Bailey nodded, her teeth chattering. She couldn't think. She needed time. She snagged a mug down from the cabinet, unable to control the trembling of her hand. "Coffee?"
"No, thank you, ma'am." He didn't smile.
Her head still felt light. Her heart was racing. "Do you mind if I get some for myself and Officer Conner?"
"You all go right ahead," he said, just as polite, but with a rasp in his voice.
She poured two coffees, added milk to her own, and put the cream and sugar within easy reach of the female officer. The whole time, Lieutenant Burke watched her, a glint in the back of those eyes, like he wasn't used to being put off.
Bailey sat back down, leaving her coffee untouched on the table. Burke had taken the chair opposite hers, his bulk cutting her off, hemming her in, creating an island of privacy in the brightly lit kitchen. His knees were large and square. And too close.
She gave him a look. He didn't budge.
Well. He was no worse than some guy man-spreading on the subway. She could deal.
She folded her hands to hide their shaking and waited.
"All comfortable now?" Burke asked.
Asshole. "Yes, thank you."
He pulled a notebook from his breast pocket. She braced herself to relive the horrible moments with Helen in the pool. "Where are you from, Miz Wells?"
Shouldn't he be asking about Helen? About the accident? But he was the investigator. She pulled herself together to answer. "I've spent the past four years in New York."
Lieutenant Burke didn't look impressed. She wasn't trying to impress him, she reminded herself.
"And you moved here..."
"Over three weeks ago." Her throat relaxed as she swallowed. Maybe his questions were intended to put her at ease.

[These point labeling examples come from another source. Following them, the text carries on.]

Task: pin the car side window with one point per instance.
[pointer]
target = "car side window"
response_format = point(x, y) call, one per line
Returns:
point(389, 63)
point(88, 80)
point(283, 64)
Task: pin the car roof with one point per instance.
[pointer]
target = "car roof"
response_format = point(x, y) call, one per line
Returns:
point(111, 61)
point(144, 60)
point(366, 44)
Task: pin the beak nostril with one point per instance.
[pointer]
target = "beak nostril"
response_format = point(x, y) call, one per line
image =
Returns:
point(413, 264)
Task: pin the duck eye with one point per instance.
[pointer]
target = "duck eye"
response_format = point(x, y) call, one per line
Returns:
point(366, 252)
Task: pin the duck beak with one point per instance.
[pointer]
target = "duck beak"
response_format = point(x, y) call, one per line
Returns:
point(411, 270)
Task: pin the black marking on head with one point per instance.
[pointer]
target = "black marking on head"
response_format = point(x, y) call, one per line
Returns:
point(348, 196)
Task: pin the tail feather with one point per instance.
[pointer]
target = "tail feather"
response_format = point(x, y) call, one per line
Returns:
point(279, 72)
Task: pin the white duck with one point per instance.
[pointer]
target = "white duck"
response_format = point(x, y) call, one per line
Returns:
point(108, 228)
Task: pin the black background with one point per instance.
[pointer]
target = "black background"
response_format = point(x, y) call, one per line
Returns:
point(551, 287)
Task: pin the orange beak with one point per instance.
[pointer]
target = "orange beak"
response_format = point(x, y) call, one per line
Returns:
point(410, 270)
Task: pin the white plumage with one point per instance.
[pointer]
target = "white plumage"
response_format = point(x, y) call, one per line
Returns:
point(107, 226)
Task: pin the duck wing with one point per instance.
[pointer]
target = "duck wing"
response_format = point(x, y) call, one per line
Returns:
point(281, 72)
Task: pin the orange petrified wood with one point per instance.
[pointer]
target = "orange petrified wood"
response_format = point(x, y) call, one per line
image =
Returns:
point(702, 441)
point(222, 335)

Why did it matter? "Because Helen wanted to," she answered evenly.
And Helen always got what she wanted. With her children grown and flown and her prize-winning husband receiving the lion's share of attention in New York, Helen wanted to go home.
Burke made a sound, a masculine grunt that could have been challenge or acknowledgment. "Helen. That's the deceased."
A statement, not a question. Bailey nodded anyway.
"What was your relationship with her?"
I stay out of her way. Bailey tightened her hands in her lap. "I work for her husband."
"And what is it you do, Bailey? May I call you Bailey?"
Despite the drawled intimacy, she didn't think he liked her. Her sister would have known how to make him like her. Maybe they even knew each other. He looked about her sister's age.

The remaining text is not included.